Slide 3: The cells are quite well-differentiated but do show some degree of atypia. Cytoplasms are abundant and eosinophilic in quality.

Slide 4: In a few of the histiocytoid cells, the cytoplasm has a hypereosinophilic quality with accentuation around the nucleus.

Slide 5: The nuclei vary from being round to oval to reniform where they assume an eccentric disposition within the cells. The majority of the cells are mononuclear cells but some of the cells in fact appear multinucleated.

Slide 6: There is extensive immunoreactivity of the cells within the dermis for S100.

Slide 7: The staining for CD1a is intense and membranous.

Slide 8: There is extensive immunoreactivity of the cells within the dermis for CD4.

Slide 9: There is also striking immunoreactivity for CD31.

Slide 10: There is staining for CD68, whereby the staining intensity ranges from being an intense cytoplasmic pattern to being a weaker granular one.

Slide 11: A minority of the cells stain intensely for CD68, while the majority show a weaker but distinct granular staining pattern within the cytoplasm.

Slide 12: The CD163 highlights a number of cells in the infiltrate.

Slide 13: However, the majority of the histiocytoid elements are without CD163 staining.

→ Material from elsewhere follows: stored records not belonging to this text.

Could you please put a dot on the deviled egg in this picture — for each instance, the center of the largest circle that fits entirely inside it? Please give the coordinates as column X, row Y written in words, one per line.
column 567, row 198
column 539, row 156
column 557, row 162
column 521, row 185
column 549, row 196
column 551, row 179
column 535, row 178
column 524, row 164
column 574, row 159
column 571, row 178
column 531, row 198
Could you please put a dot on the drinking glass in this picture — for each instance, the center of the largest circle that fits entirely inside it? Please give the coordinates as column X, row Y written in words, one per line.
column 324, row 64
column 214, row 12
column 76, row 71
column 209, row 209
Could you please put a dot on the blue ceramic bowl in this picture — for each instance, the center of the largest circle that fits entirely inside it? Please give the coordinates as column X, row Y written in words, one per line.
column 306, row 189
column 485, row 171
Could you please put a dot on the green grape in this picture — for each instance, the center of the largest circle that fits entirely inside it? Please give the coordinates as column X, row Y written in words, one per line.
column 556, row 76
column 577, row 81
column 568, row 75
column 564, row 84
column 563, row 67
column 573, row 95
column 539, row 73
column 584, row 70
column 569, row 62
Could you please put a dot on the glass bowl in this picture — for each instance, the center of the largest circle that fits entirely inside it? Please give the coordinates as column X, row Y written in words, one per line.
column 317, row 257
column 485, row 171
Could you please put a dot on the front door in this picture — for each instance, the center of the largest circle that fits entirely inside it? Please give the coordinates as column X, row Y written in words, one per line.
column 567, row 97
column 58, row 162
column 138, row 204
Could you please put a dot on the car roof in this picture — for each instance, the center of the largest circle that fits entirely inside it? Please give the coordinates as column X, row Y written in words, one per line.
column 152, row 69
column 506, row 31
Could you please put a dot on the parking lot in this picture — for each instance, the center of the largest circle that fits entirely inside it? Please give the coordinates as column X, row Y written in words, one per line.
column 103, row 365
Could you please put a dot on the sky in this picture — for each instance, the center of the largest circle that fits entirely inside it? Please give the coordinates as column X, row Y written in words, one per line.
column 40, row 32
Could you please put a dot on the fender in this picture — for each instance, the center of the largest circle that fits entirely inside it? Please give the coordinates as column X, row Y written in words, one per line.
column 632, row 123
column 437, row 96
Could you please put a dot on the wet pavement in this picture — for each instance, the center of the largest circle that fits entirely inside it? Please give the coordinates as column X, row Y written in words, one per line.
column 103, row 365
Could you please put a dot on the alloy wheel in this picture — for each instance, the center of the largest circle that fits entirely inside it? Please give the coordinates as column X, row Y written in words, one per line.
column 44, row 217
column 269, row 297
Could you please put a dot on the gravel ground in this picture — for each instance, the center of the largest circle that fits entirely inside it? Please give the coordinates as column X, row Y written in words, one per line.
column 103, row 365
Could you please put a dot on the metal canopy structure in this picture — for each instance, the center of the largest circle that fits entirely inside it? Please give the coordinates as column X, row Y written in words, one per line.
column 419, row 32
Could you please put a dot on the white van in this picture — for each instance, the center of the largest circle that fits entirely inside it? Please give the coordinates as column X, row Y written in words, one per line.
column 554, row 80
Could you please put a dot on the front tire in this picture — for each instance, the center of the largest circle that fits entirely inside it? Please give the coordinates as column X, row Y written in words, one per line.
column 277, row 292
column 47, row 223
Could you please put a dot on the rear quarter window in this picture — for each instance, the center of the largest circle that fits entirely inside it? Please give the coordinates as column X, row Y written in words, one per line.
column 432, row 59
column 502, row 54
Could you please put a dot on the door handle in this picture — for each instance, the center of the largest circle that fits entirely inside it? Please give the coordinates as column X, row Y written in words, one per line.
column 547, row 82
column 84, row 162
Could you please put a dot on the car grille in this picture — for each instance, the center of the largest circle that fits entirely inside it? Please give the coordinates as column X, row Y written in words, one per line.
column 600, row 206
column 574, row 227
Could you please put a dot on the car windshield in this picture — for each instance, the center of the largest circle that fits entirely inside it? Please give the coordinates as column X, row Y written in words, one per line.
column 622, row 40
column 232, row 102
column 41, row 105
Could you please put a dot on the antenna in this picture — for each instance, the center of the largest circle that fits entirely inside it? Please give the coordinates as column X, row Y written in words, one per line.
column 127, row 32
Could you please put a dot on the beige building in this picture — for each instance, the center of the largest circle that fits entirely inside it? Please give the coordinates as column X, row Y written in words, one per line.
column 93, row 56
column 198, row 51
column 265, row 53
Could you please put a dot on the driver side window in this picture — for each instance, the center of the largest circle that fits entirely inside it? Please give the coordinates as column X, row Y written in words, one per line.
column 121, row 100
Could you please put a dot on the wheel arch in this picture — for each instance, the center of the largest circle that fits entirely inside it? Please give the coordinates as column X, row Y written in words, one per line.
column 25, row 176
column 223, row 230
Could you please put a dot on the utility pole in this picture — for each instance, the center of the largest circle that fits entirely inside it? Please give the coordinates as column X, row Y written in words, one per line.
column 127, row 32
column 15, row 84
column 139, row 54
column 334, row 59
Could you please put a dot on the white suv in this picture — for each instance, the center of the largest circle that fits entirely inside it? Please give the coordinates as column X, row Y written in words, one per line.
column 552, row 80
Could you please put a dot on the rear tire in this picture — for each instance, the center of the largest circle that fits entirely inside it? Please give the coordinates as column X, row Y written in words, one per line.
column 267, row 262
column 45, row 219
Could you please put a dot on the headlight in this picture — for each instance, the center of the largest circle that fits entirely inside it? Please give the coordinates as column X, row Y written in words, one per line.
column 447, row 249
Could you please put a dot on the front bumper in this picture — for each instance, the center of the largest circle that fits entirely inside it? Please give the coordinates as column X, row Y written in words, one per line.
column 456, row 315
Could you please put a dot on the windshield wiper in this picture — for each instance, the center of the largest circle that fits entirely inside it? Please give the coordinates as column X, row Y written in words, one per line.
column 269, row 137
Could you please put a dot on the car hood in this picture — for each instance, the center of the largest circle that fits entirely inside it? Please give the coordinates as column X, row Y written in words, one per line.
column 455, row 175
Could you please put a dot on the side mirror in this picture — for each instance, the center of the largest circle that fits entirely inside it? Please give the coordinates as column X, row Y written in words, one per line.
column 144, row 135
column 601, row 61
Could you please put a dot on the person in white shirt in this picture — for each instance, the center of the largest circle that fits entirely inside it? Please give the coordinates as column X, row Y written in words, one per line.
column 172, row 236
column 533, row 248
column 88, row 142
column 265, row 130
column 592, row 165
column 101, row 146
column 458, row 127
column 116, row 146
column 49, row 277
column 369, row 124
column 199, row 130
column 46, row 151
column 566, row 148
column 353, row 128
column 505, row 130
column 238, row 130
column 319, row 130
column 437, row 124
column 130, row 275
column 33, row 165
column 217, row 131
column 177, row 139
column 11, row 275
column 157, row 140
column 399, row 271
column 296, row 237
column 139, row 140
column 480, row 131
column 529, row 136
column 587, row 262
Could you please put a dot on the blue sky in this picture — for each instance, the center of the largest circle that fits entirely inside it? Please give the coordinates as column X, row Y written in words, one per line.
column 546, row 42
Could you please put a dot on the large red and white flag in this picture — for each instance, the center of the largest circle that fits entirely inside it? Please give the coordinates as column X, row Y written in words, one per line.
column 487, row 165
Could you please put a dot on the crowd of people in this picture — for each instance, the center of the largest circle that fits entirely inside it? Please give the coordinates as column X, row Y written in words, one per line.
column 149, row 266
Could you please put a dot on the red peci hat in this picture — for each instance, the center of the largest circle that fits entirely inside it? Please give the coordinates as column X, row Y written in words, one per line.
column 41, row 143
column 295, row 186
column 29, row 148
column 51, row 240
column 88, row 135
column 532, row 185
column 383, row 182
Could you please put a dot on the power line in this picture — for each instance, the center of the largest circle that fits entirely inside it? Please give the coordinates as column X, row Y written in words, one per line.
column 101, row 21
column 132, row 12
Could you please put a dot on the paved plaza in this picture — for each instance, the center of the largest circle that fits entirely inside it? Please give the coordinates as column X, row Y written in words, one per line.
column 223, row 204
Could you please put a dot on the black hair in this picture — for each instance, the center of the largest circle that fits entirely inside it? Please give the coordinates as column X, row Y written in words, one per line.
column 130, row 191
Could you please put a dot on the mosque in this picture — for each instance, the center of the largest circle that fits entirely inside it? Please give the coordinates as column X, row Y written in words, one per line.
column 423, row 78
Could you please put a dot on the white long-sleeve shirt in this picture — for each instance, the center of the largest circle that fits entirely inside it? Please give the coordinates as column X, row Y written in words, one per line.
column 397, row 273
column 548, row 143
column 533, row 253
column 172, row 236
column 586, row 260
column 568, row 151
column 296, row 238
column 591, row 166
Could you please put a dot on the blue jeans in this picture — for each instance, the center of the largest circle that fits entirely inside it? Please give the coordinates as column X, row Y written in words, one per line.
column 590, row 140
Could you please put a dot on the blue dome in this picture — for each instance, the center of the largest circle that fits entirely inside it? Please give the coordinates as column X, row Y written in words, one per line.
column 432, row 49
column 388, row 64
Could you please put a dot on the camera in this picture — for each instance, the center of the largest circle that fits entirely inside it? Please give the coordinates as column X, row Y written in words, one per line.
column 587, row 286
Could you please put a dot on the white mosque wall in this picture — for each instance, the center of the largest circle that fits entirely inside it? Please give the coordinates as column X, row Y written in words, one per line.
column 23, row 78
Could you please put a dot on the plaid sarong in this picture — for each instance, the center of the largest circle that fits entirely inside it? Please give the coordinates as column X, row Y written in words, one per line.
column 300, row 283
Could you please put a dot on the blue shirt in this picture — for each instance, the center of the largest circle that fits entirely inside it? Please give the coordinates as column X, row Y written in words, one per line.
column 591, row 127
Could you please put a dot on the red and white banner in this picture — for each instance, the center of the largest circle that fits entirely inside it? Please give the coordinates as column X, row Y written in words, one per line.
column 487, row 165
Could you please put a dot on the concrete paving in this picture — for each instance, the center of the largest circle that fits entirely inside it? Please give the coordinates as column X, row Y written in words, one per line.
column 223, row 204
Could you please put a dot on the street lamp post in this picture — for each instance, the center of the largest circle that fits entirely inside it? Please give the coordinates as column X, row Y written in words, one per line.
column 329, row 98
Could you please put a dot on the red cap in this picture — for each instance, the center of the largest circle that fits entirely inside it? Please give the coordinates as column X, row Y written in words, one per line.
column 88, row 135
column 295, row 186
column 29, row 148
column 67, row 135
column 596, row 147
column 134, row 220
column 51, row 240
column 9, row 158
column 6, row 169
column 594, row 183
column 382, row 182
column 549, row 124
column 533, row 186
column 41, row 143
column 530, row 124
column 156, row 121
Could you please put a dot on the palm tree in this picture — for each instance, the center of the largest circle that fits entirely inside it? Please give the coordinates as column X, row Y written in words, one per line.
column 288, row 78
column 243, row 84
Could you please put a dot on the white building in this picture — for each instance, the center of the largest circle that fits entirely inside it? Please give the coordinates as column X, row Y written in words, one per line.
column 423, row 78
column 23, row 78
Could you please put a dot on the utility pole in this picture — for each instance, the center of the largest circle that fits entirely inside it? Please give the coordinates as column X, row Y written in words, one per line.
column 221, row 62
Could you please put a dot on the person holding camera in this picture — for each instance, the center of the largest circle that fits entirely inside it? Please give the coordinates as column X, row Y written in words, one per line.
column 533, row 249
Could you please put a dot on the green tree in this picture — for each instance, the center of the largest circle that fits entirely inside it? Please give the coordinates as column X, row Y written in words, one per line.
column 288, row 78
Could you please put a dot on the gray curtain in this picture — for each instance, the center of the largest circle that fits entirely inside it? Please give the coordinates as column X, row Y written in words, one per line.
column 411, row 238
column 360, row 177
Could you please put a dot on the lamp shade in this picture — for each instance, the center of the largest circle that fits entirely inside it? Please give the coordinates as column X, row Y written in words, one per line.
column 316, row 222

Slide 14: There is extensive immunoreactivity for CD11c throughout the infiltrate.

Slide 15: The CD14 preparation highlights a number of the cells rather intensely.

Slide 16: However, the dominant infiltrate is either negative or minimally (i.e. weakly) positive for CD14.

Slide 17: The langerin stain highlights the few cells that are in the epidermis.

Slide 18: There are cells within the dermis that are clearly positive for langerin where the staining is an intense cytoplasmic one accentuated around the nucleus.

Slide 19: The majority of the infiltrate is without staining, therefore, indicative of an indeterminate cell phenotype. Around 15% of the infiltrate is positive for Langerin positive.

Slide 20: The patient subsequently developed diarrhea with bloody stools, prompting endoscopically obtained biopsies from both the upper and lower gastrointestinal tract. Pictured here is a duodenal biopsy showing a histiocytic infiltrate permeating the mucosa.

Slide 21: The infiltrate is predominantly in the lamina propria and the muscularis mucosa.

Slide 22: The cells are cytologically similar to those seen in the skin biopsy.

Slide 23: Some degree of atypia is observed.

Slide 24: Similar to the skin biopsy, the infiltrate stains positively for S100.

Slide 27: The staining for CD1a is intense and membranous.

Slide 28: The staining pattern for CD68 is variable, similar to that seen in the skin biopsy.

Slide 29: Similar to the skin biopsy, there is a minor population (15-20%) showing the typical Langerhans cell histiocotysis phenotype with Langerin positivity.

Slide 30: However, the majority of cells (80-85%) are negative for langerin.